Resta ancora da capire, infatti, come evolverà la vicenda che vede indagati l’imprenditore francese Vincent Bollorè e l’ex numero uno di Vivendi Arnaud de Puyfontaine per aggiotaggio per il tentativo di scalata di Vivendi sul gruppo di Cologno. Chiuse le indagini da qualche mese, al momento non ci sono notizie su eventuali rinvii a giudizio, ma da qui a giugno la situazione potrebbe mutare.

Da Vivendi attraverso un portavoce viene invece espressa soddisfazione. Allo stesso modo è stata accolta all’inizio della settimana la pronuncia con la quale il Tribunale civile di Milano ha condannato i francesi a un mini-risarcimento al gruppo televisivo italiano per il mancato acquisto della pay tv Premium: soltanto 1,7 milioni rispetto ai 3 miliardi richiesto da Mediaset.
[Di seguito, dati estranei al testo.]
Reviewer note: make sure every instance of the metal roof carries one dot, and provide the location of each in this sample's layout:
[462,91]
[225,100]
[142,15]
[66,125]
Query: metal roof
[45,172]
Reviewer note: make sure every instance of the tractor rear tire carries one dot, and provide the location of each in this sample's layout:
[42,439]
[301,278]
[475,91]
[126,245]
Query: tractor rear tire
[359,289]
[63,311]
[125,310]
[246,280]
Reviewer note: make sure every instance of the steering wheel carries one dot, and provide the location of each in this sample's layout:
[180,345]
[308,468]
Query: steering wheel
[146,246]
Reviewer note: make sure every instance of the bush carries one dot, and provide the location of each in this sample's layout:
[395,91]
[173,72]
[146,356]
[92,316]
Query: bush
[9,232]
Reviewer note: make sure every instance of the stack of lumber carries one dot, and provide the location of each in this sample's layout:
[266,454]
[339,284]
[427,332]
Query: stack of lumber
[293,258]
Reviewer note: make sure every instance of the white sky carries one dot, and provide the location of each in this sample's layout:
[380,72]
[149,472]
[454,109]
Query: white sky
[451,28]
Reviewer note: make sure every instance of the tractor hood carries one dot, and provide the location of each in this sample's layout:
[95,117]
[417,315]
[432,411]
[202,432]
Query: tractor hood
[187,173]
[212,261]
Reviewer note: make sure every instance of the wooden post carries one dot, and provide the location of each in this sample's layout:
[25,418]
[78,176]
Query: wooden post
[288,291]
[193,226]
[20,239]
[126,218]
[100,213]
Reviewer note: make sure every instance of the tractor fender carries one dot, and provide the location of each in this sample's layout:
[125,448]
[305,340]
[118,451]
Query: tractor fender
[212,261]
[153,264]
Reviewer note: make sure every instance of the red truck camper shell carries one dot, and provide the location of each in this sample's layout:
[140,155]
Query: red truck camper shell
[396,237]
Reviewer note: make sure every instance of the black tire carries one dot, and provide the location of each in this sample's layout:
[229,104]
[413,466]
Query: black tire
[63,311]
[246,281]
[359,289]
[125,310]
Ma la società televisiva della famiglia Berlusconi è andata incontro nel contempo a una sconfitta più cocente dato che i giudici hanno ritenuto nella stessa occasione non illegittimo, né atto di concorrenza sleale, il tentativo di scalata portato avanti da Bolloré alla fine del 2016 dopo aver strappato gli accordi per Premium.